Si vous rencontrez de la "resistance" ou pire de l'indifférence utilisez des arguments plus parlant comme la proximité génétique avec l'homme et toutes les possibilités médicales qu'elle suppose. Par exemple, certains singes sont porteurs sains d'une forme du virus du Sida. Sauver les grands singes c'est surement sauver l'homme.
L'éco-volontariat
Vous pouvez donner de votre temps et de vos connaissances pour participer, vous aussi à sauvegarde des grands singes.
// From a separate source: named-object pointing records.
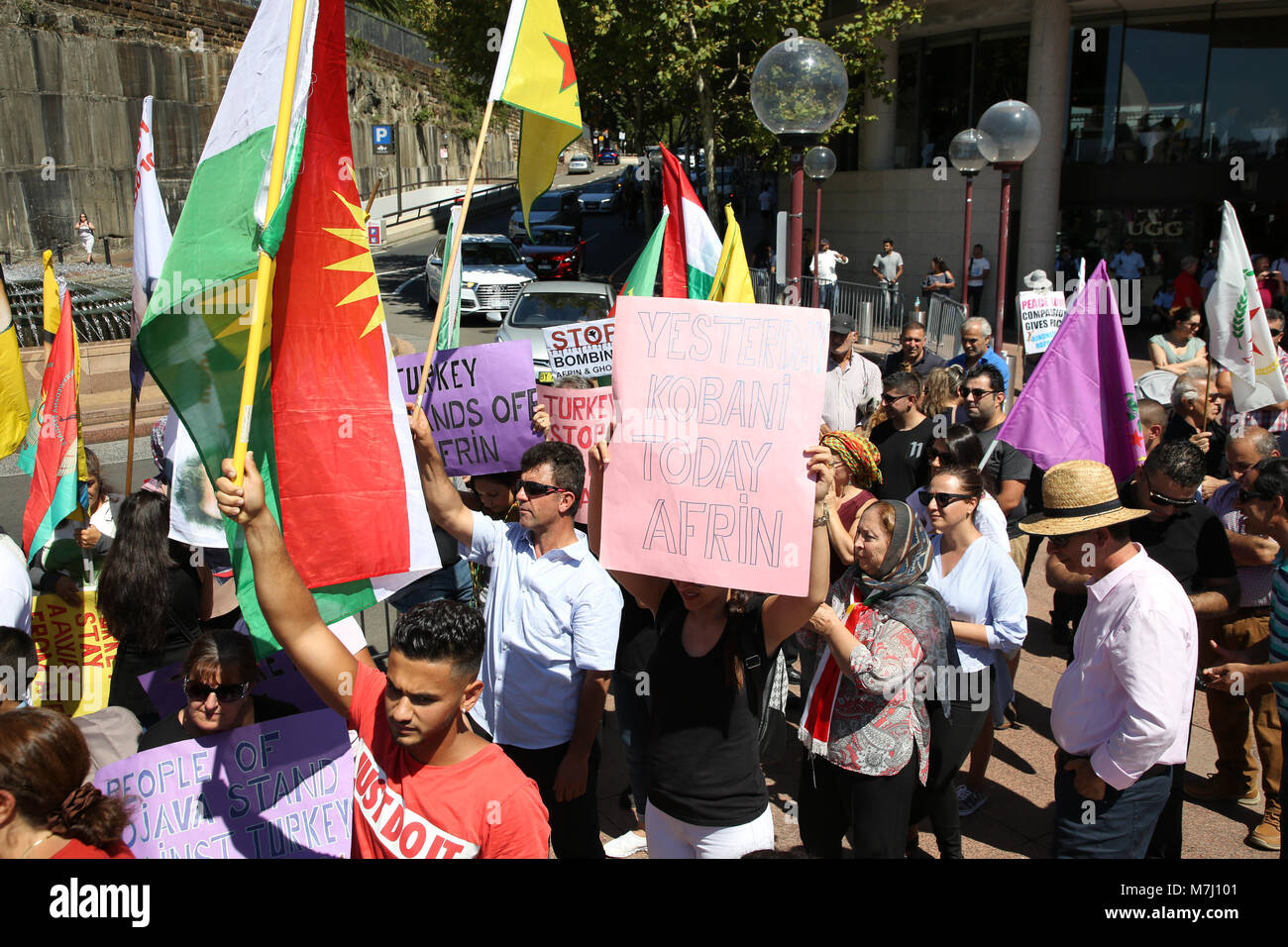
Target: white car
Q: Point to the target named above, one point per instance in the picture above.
(599, 197)
(493, 273)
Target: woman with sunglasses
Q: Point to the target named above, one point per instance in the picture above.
(960, 447)
(986, 598)
(218, 676)
(881, 635)
(153, 595)
(1180, 348)
(706, 789)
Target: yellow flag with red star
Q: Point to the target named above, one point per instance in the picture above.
(329, 428)
(535, 73)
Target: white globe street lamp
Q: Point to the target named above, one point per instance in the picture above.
(1012, 133)
(798, 91)
(964, 151)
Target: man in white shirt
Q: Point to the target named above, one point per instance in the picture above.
(1127, 264)
(553, 615)
(979, 268)
(1121, 711)
(824, 268)
(853, 384)
(888, 268)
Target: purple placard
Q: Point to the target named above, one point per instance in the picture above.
(281, 789)
(279, 680)
(480, 401)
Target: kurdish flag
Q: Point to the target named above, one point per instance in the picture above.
(691, 253)
(329, 431)
(733, 277)
(535, 73)
(13, 389)
(1239, 334)
(643, 275)
(53, 440)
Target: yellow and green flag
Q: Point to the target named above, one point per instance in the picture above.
(535, 73)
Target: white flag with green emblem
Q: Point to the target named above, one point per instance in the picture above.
(1237, 333)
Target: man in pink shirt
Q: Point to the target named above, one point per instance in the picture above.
(1121, 711)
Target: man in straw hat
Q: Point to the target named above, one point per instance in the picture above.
(1121, 711)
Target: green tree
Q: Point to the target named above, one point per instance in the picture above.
(669, 68)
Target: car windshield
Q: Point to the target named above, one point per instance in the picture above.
(498, 254)
(546, 309)
(552, 239)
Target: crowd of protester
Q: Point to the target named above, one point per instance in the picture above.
(906, 646)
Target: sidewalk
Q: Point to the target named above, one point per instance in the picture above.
(1018, 818)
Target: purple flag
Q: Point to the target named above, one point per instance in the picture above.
(1081, 401)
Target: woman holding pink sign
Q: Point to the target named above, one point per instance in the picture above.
(706, 789)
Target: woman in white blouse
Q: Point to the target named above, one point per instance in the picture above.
(960, 447)
(988, 607)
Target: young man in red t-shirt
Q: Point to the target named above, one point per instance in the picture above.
(425, 787)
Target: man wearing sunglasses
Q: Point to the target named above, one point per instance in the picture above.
(553, 615)
(978, 350)
(903, 438)
(1121, 712)
(1196, 412)
(1189, 541)
(1235, 777)
(851, 384)
(1263, 501)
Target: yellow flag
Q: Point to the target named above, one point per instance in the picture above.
(732, 282)
(53, 312)
(13, 392)
(535, 73)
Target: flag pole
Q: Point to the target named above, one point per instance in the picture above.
(454, 252)
(265, 274)
(129, 442)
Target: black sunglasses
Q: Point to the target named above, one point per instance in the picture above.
(224, 693)
(535, 489)
(940, 499)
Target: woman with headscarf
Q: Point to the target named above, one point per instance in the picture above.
(855, 466)
(879, 639)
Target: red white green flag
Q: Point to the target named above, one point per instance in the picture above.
(329, 427)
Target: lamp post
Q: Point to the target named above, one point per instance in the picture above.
(798, 90)
(965, 154)
(1012, 132)
(819, 165)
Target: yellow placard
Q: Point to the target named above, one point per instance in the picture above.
(76, 655)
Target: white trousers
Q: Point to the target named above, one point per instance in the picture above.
(670, 838)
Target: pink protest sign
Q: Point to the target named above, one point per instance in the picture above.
(579, 416)
(716, 405)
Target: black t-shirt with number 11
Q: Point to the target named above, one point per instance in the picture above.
(905, 458)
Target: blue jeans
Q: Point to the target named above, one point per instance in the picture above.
(451, 582)
(1119, 826)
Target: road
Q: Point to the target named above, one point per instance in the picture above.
(399, 268)
(610, 249)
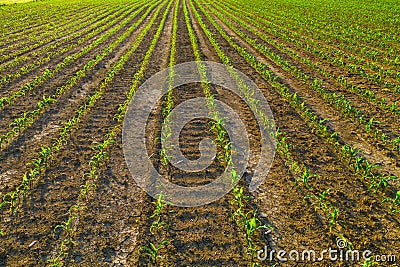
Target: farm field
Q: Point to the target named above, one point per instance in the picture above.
(329, 71)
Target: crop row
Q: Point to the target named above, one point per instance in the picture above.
(348, 154)
(39, 164)
(33, 41)
(319, 198)
(21, 123)
(336, 100)
(372, 71)
(48, 73)
(349, 37)
(54, 50)
(98, 160)
(45, 21)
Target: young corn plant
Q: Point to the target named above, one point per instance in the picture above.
(157, 214)
(395, 203)
(152, 251)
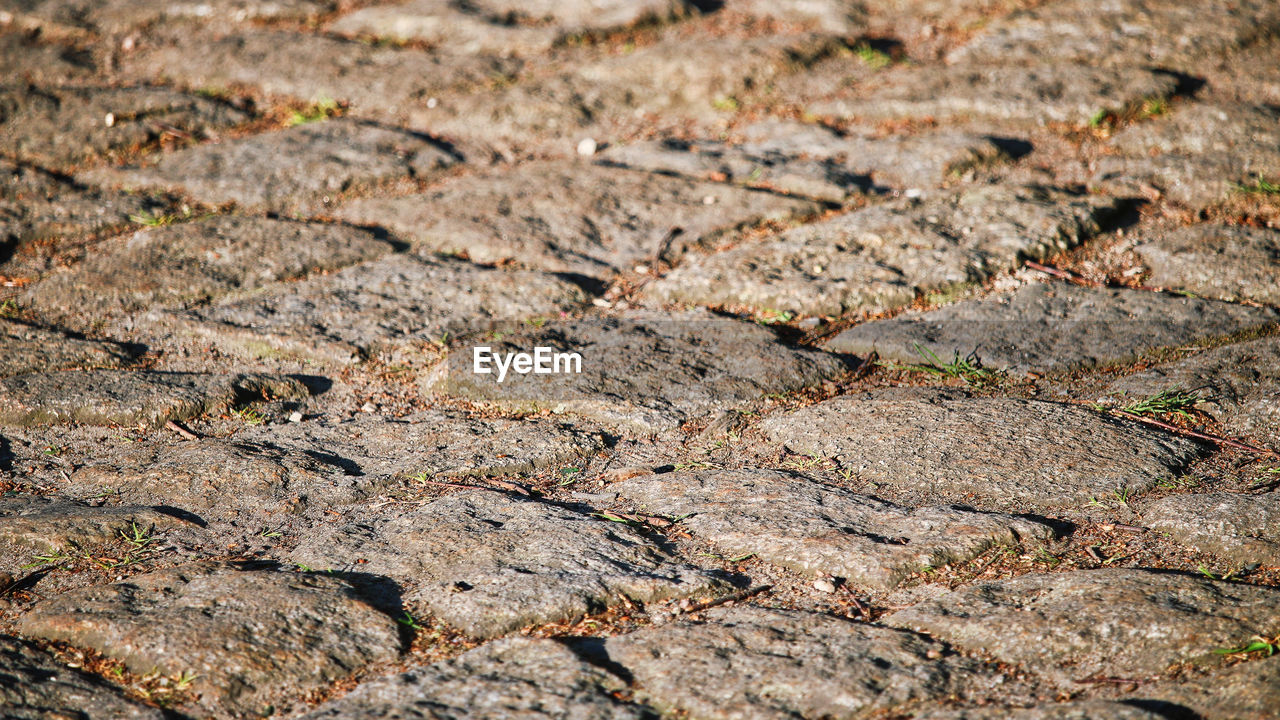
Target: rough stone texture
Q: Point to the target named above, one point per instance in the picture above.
(374, 78)
(293, 169)
(1119, 32)
(26, 349)
(255, 639)
(1077, 710)
(576, 16)
(497, 26)
(440, 442)
(645, 370)
(844, 18)
(677, 76)
(1092, 623)
(1244, 528)
(31, 60)
(440, 24)
(39, 687)
(1054, 327)
(753, 662)
(37, 205)
(816, 162)
(391, 300)
(508, 678)
(192, 263)
(1001, 451)
(571, 217)
(804, 525)
(35, 524)
(214, 478)
(128, 397)
(1238, 384)
(886, 255)
(65, 126)
(119, 16)
(1251, 689)
(489, 564)
(316, 464)
(1220, 261)
(1194, 155)
(1041, 92)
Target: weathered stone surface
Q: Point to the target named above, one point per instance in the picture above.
(1221, 261)
(677, 76)
(571, 217)
(1238, 384)
(1244, 528)
(804, 525)
(127, 397)
(28, 58)
(1116, 32)
(489, 564)
(886, 255)
(64, 126)
(293, 169)
(192, 263)
(499, 27)
(1091, 623)
(1002, 451)
(1251, 689)
(1040, 92)
(842, 18)
(375, 80)
(36, 524)
(385, 301)
(813, 160)
(316, 464)
(37, 687)
(575, 16)
(440, 442)
(215, 478)
(1194, 155)
(26, 349)
(442, 24)
(645, 370)
(1077, 710)
(508, 678)
(753, 662)
(39, 205)
(119, 16)
(1054, 327)
(254, 639)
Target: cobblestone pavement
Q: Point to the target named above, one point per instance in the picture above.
(929, 359)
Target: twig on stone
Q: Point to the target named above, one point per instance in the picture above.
(1064, 274)
(1201, 436)
(187, 434)
(1123, 528)
(730, 597)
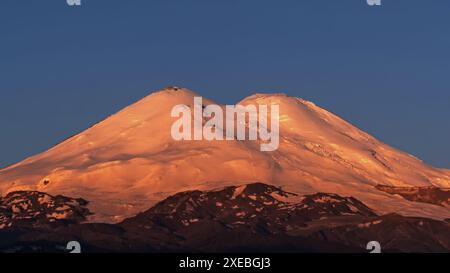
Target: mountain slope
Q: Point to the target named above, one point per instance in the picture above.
(129, 161)
(254, 217)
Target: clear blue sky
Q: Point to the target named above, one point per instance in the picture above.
(385, 69)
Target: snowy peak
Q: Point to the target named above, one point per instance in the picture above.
(129, 161)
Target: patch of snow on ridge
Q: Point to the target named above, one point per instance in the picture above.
(238, 191)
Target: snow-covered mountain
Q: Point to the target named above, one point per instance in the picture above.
(128, 162)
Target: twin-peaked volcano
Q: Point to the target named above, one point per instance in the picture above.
(126, 163)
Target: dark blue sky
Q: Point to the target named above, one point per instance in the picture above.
(385, 69)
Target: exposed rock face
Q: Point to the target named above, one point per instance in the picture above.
(128, 162)
(32, 209)
(431, 195)
(254, 217)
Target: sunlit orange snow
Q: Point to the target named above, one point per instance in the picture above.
(129, 161)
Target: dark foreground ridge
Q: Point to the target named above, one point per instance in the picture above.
(249, 218)
(431, 195)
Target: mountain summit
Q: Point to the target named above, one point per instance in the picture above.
(128, 162)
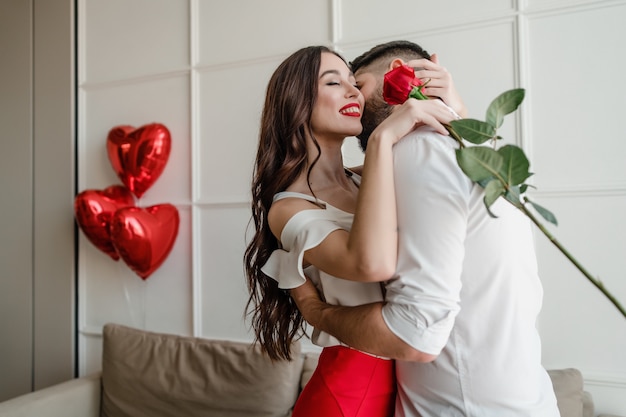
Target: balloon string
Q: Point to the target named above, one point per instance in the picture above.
(135, 295)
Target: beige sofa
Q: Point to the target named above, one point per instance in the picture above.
(153, 374)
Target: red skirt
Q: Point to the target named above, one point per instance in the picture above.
(348, 383)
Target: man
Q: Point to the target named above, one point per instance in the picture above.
(460, 313)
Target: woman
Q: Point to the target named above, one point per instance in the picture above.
(312, 216)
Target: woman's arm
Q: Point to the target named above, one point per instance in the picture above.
(361, 327)
(440, 83)
(369, 252)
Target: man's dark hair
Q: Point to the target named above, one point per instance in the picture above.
(403, 49)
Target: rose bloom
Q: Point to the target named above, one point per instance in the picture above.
(401, 83)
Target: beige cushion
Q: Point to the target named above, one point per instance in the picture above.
(152, 374)
(568, 387)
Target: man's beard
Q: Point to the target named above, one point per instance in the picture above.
(376, 110)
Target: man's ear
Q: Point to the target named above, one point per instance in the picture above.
(397, 62)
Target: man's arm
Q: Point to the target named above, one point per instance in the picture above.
(361, 327)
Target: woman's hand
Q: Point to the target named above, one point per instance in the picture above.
(440, 83)
(308, 300)
(410, 115)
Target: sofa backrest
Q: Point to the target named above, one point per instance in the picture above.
(154, 374)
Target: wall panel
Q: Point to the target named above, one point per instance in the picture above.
(228, 115)
(374, 20)
(244, 30)
(129, 39)
(571, 74)
(223, 287)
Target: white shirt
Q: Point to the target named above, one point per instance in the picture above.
(305, 230)
(467, 289)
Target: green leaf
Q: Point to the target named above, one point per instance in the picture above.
(493, 190)
(515, 165)
(479, 162)
(513, 195)
(474, 131)
(545, 213)
(504, 104)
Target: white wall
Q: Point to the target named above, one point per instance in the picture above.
(201, 67)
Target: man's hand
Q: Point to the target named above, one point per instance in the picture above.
(440, 83)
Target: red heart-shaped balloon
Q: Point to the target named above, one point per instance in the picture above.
(138, 156)
(144, 237)
(94, 209)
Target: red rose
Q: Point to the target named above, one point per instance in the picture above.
(400, 84)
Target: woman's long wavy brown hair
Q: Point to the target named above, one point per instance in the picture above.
(281, 158)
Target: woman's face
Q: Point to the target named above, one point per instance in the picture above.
(337, 110)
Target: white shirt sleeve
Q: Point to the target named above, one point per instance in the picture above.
(432, 199)
(305, 230)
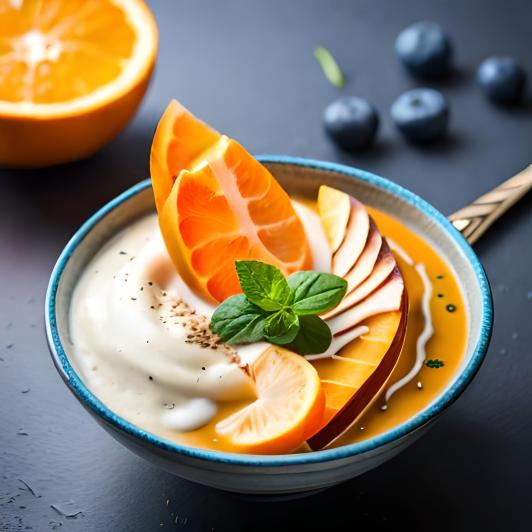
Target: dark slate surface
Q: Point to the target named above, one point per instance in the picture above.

Vous partez ainsi plusieurs mois en mission dans un sanctuaire, une réserve, une ONG afin de prêter main forte aux structures sur le terrain. Le travail est riche et varié : en plus du travail effectif avec les primates vous serez amené à faire de "l'utilitaire" comme des taches ménagères.... Attention il ne faut pas considérer ce séjour comme des vacances ou une source de revenus car le plus souvent c'est vous qui allez devoir régler les frais occasionnés... L'éco-volontariat est à reserver aux personnes en bonne condition physique et fortement motivées : une fois sur place il serait dommageable pour tous de vouloir arreter parce qu'il n'y a pas d'eau courante...
L'alerte
En voyage vous pouvez être témoin de situations mettant la vie de grands singes en péril : chimpanzés exposés dans une cage dans un restaurant, crâne de gorilles vendus sur un marché, particulier exhibant un bonobo comme animal de compagnie. N'intervenez surtout pas mais prenez tous les éléments possibles qui vous premettront de prévenir les autorités (adresses, noms, éventuellement photos...). Vous pouvez ensuite adresser votre témoignage aux associations qui elles seules choisiront le meilleur type d'action à entreprendre.
Toutes ces mesures ne peuvent fonctionner qu'avec une volonté forte des gouvernements locaux, une éducation des pays occidentaux pour ne plus considerer les forêts equatoriales comme un "supermarché" (bois, carburant, mines...), une prise de conscience globale des consommateurs (des citoyens) pour refuser l'exploitation industrielle des forêts et ses produits, une information claire et des solutions économiques pour les populations locales.
Les associations les plus représentatives
Le GRASP (Great Apes Survical Project) lancé par les Nations Unies en 2001 regroupe vingt-trois pays africains et asiatiques. Son but est de financer des actions de protection, d'études et de sensibilisation des populations locales pour la survie de grands singes.
L'institut Jane Goodal et la Fondation Dian Fossey sont également présents sur le terrain et mènent des actions concrètes comme le financement de centres de recherches dédiés aux gorilles et aux chimpanzés.